Download or read book Recasting the Vote written by Cathleen D. Cahill and published by UNC Press Books. This book was released on 2020-09-29 with total page 373 pages. Available in PDF, EPUB and Kindle. Book excerpt: We think we know the story of women's suffrage in the United States: women met at Seneca Falls, marched in Washington, D.C., and demanded the vote until they won it with the ratification of the Nineteenth Amendment. But the fight for women's voting rights extended far beyond these familiar scenes. From social clubs in New York's Chinatown to conferences for Native American rights, and in African American newspapers and pamphlets demanding equality for Spanish-speaking New Mexicans, a diverse cadre of extraordinary women struggled to build a movement that would truly include all women, regardless of race or national origin.
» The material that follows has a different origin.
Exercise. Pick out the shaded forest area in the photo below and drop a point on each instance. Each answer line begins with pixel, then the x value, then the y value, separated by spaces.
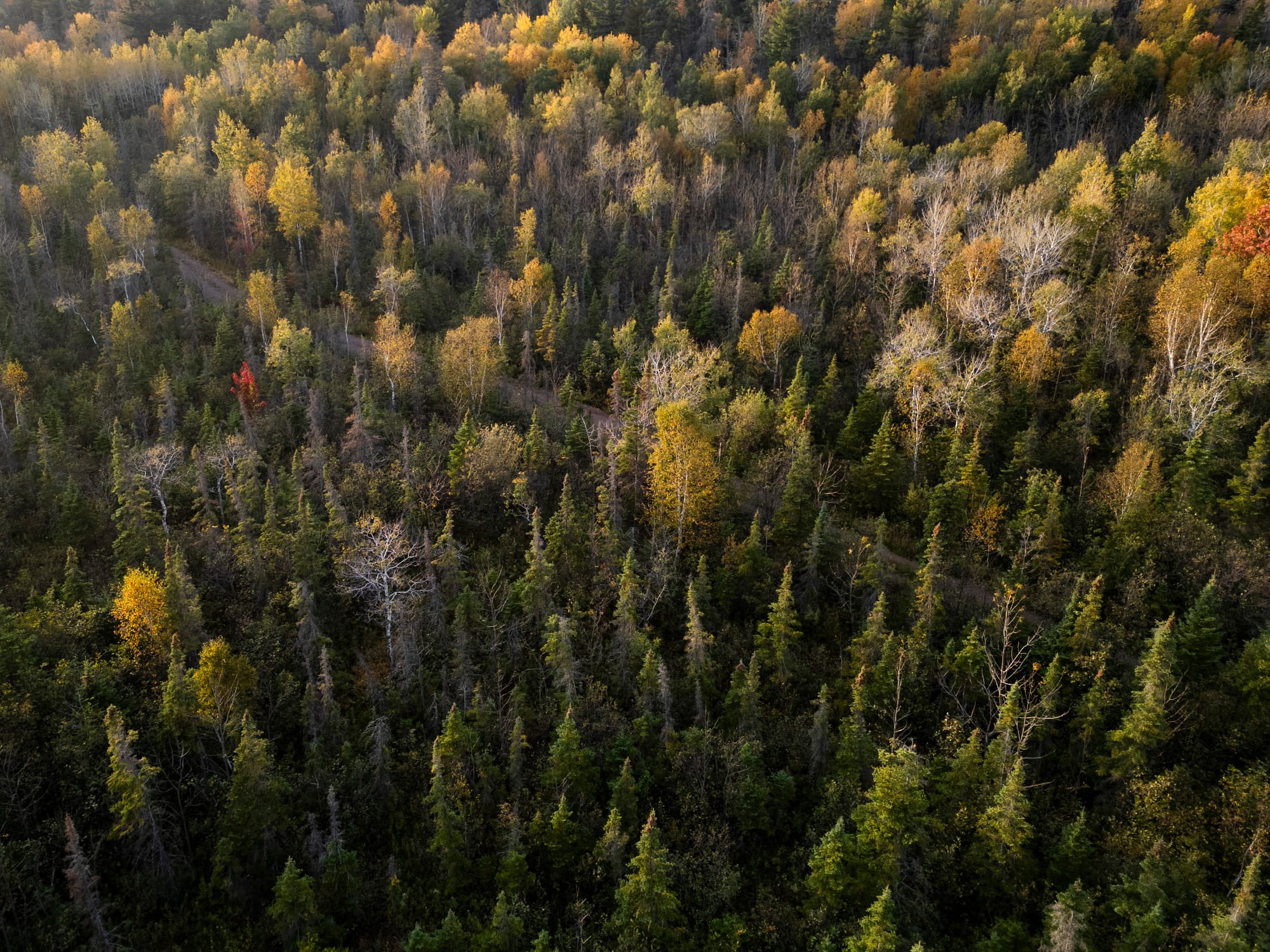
pixel 634 475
In Recasting the Vote, Cathleen D. Cahill tells the powerful stories of a multiracial group of activists who propelled the national suffrage movement toward a more inclusive vision of equal rights. Cahill reveals a new cast of heroines largely ignored in earlier suffrage histories: Marie Louise Bottineau Baldwin, Gertrude Simmons Bonnin (Zitkala-Ša), Laura Cornelius Kellogg, Carrie Williams Clifford, Mabel Ping-Hua Lee, and Adelina "Nina" Luna Otero-Warren. With these feminists of color in the foreground, Cahill recasts the suffrage movement as an unfinished struggle that extended beyond the ratification of the Nineteenth Amendment. As we celebrate the centennial of a great triumph for the women's movement, Cahill's powerful history reminds us of the work that remains.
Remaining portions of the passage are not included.